Decoder Architecture
The decoder implements a simple Gaussian decoder with the following structure:
Layer | Output Dimensions | Activation Function |
---|---|---|
Input | 2 | - |
Dense 1 | 128 | Identity |
Dense 2 | 128 | LeakyReLU |
Dense 3 | 128 | LeakyReLU |
Dense 4 | 128 | LeakyReLU |
Output | n_env |
Identity |
Metric Chain Architecture
The metric chain computes the Riemannian metric tensor with the following structure:
Layer | Output Dimensions | Activation Function |
---|---|---|
Input | n_env |
- |
Dense 1 | 128 | Identity |
Dense 2 | 128 | LeakyReLU |
Dense 3 | 128 | LeakyReLU |
Dense 4 | 128 | LeakyReLU |
Diagonal Output | 2 | Identity |
Lower Triangular Output | 1 | Identity |
Data Preprocessing
The input data underwent the following preprocessing steps:
Logarithmic transformation of fitness values.
Z-score standardization (mean = 0, std = 1) per environment.

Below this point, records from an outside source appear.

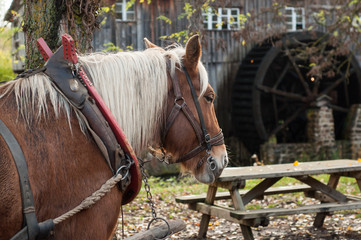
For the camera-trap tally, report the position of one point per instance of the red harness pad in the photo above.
(134, 187)
(70, 54)
(44, 49)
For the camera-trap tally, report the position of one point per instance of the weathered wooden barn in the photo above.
(264, 98)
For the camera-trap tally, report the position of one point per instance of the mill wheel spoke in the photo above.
(338, 108)
(282, 93)
(299, 74)
(282, 75)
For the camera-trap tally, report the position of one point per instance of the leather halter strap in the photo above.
(204, 139)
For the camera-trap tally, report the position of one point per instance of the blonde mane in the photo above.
(134, 85)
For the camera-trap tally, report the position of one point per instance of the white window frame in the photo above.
(232, 19)
(292, 25)
(124, 11)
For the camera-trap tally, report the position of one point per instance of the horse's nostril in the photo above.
(225, 161)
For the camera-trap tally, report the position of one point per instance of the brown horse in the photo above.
(65, 165)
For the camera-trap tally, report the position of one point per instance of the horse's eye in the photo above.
(209, 98)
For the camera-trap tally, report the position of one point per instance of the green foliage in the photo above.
(164, 18)
(6, 72)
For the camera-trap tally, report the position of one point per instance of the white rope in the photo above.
(91, 200)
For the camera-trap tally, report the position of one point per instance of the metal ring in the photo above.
(162, 219)
(212, 164)
(177, 99)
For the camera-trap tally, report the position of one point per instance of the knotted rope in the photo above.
(91, 200)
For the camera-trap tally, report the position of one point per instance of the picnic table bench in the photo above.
(234, 178)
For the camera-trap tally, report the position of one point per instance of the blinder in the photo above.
(205, 140)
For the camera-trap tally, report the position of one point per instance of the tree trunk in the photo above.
(41, 19)
(48, 18)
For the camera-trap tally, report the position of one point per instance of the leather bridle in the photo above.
(205, 140)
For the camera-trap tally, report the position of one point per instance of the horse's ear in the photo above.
(148, 44)
(193, 51)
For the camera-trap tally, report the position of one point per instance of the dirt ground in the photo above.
(341, 225)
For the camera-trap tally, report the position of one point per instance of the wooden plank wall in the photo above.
(222, 53)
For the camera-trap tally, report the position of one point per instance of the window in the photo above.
(224, 19)
(295, 18)
(124, 11)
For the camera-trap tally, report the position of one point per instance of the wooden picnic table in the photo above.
(234, 178)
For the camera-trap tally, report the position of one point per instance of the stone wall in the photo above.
(321, 143)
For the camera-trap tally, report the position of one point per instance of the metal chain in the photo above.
(151, 203)
(147, 188)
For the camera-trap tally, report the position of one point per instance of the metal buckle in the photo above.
(179, 99)
(207, 138)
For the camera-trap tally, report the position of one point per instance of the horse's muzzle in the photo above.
(215, 167)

K-medoids clustering to select centroids for the manifold approximation.
Implementation Details
The model was implemented using:
Julia
programming language.Flux.jl
for neural network architecture.AutoEncoderToolkit.jl
for RHVAE-specific components.Random seed set to 42 for reproducibility.
The complete model state and architecture were saved in JLD2
format for reproducibility and future use.

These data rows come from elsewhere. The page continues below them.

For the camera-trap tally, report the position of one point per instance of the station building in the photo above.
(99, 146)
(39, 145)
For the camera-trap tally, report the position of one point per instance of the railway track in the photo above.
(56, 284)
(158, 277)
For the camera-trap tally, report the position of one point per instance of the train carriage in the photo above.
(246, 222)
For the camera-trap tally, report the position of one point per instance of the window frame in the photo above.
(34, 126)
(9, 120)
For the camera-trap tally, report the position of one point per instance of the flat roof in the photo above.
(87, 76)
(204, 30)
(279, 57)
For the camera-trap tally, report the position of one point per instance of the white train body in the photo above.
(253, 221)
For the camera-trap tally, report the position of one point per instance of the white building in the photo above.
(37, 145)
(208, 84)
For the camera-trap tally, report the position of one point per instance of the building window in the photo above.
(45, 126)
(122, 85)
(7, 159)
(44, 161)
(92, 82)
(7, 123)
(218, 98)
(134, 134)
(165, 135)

All of the code used to implement the model is available in the GitHub repository for this project.
Neural Geodesic Architecture
The neural network architecture implemented in this study is a Neural Geodesic model designed to find geodesics on the latent space manifold of a Riemannian Hamiltonian Variational Autoencoder (RHVAE) [12]. The network is implemented using the Flux.jl framework and learns to parameterize geodesic curves between points in the latent space.
Model Parameters
Parameter | Value | Description |
---|---|---|
Hidden Layer Size | 32 | Number of neurons in hidden layers |
Input Dimension | 1 | Time parameter t ∈ [0,1] |
Output Dimension | 2 | Dimensionality of the latent space |
Endpoints | z_init=[0,0], z_end=[1,1] | Start and end points of the geodesic |
Neural Geodesic Architecture
The neural geodesic implements a feed-forward network that maps from the time domain to the latent space with the following structure:
Layer | Output Dimensions | Activation Function |
---|---|---|
Input | 1 | - |
Dense 1 | 32 | Identity |
Dense 2 | 32 | TanH |
Dense 3 | 32 | TanH |
Dense 4 | 32 | TanH |
Output | 2 | Identity |
Architectural Details
- Input Processing
- Takes a single time parameter \(t \in [0,1]\).

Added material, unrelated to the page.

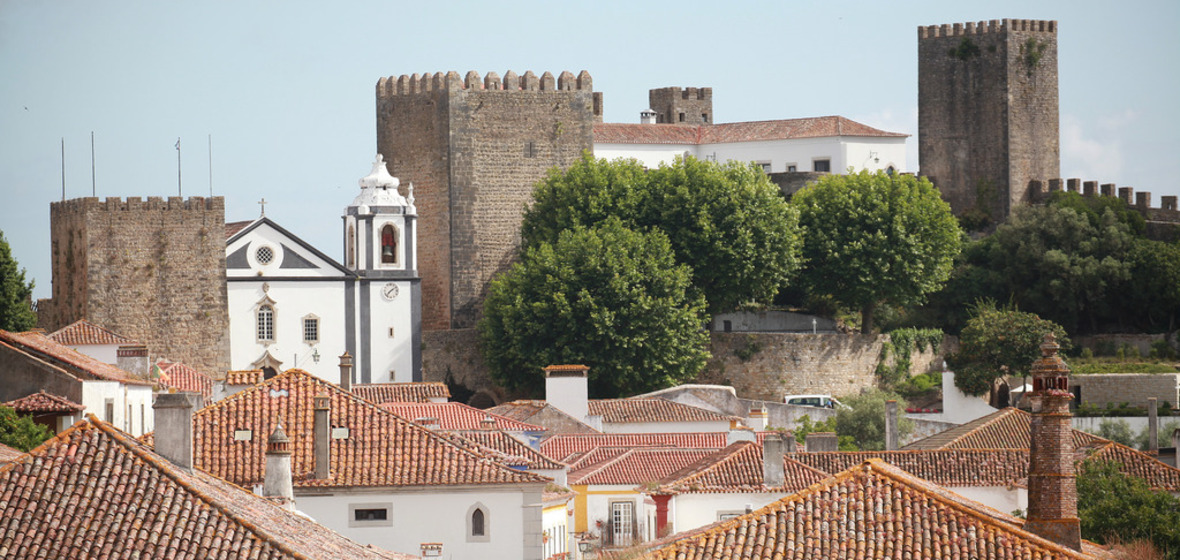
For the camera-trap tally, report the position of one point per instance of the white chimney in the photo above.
(565, 388)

- Maps to the latent space dimension (2D in this implementation).
- Designed to learn smooth geodesic curves.
- Network Structure
- Follows a deep architecture with 4 hidden layers.
- Uses
tanh
activation for smooth curve generation. - Identity activation at input and output layers for unrestricted range.
- Output Constraints
- Network outputs must satisfy boundary conditions:
- \(\gamma(0) = \underline{z}_{\text{init}}\).
- \(\gamma(1) = \underline{z}_{\text{end}}\).
- Generated curve represents path in latent space.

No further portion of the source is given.